Mientras Eric se apoyaba en el marco de la puerta, Laura pasó al interior y caminó alrededor de la mesa, pisando con precaución. Aun así, notó un crujido bajo las zapatillas de deporte que había tomado prestadas en casa de los Escobar. Al levantar el pie y mirar la suela de goma, comprobó que entre las estrías se había incrustado una esquirla de cristal. ¿Con qué habría estado en contacto, o qué habría contenido? No quería tocarla con los dedos, pero tampoco le hacía gracia que estuviera tan cerca de su cuerpo. Había una pinza en la mesa. Con mucho cuidado, extrajo el fragmento de cristal de la goma y lo depositó en la mesa, dejando la pinza al lado como una flecha para señalar: «Esto está aquí».
«Como si después de todo lo que ha pasado te fueras a contagiar por un cristalito», pensó. Pero se hallaba en un laboratorio clínico y en el corazón de la mismísima Zona Caliente. Era difícil evitar la sensación de que el patógeno acechaba allí, como un asesino agazapado detrás de una esquina con un puñal.
Al otro lado de la mesa vio dos taburetes tirados en el suelo sobre un charco de sangre, sembrado de cristales y envases rotos. La sangre era oscura, pero no parecía de infectado. Más allá de la salpicadura central se veía una mancha en forma de rastro, un camino de trazos rojos que se alejaba y trazaba un recodo alrededor de las máquinas de análisis. Alguien había sido asesinado allí, mientras estaba sentado en la sección de microbiología, y luego habían arrastrado su cuerpo hacia el fondo del laboratorio.

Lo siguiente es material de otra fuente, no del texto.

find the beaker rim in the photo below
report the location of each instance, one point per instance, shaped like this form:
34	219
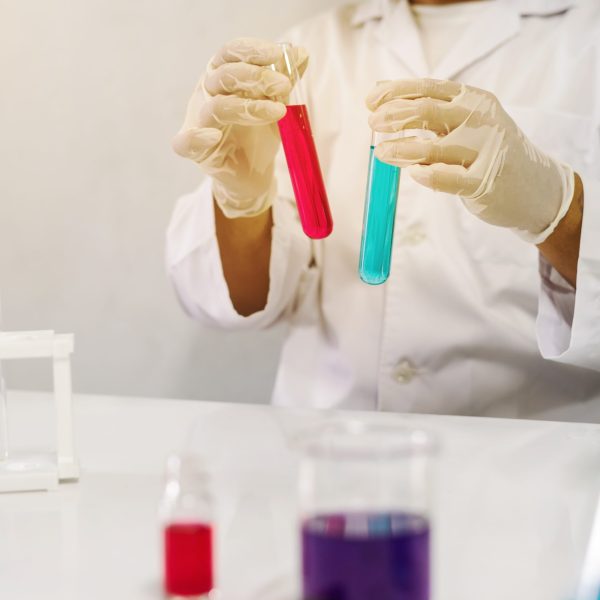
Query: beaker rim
354	439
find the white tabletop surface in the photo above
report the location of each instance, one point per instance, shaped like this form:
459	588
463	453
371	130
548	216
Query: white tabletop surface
515	501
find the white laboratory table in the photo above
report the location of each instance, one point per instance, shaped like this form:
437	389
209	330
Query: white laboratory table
515	501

Con cuidado de no pisar la sangre, Laura siguió el rastro. Pasó junto a un armario metálico muy alto. Tras el armario, la mancha doblaba a la derecha. Allí había una puerta doble que antes no había visto. Estaba entreabierta.
Conteniendo al aliento, Laura empujó la puerta con la punta de la zapatilla, dispuesta a salir corriendo a la menor señal de peligro. La hoja de la derecha se deslizó sobre las bisagras sin hacer ruido, hasta topar con una pared. Detrás había una escalera. La sangre manchaba los primeros peldaños, y después todo se volvía oscuridad.
Laura avanzó un par de pasos. Un hedor nauseabundo le llegó desde arriba, y no se veía nada. Pensó que era como asomarse a la garganta de una hiena ahíta de carne podrida, pero un extraño impulso movió sus pies dos pasos más.
Dejando la puerta abierta para que la luz del laboratorio iluminase los escalones, empezó a subir.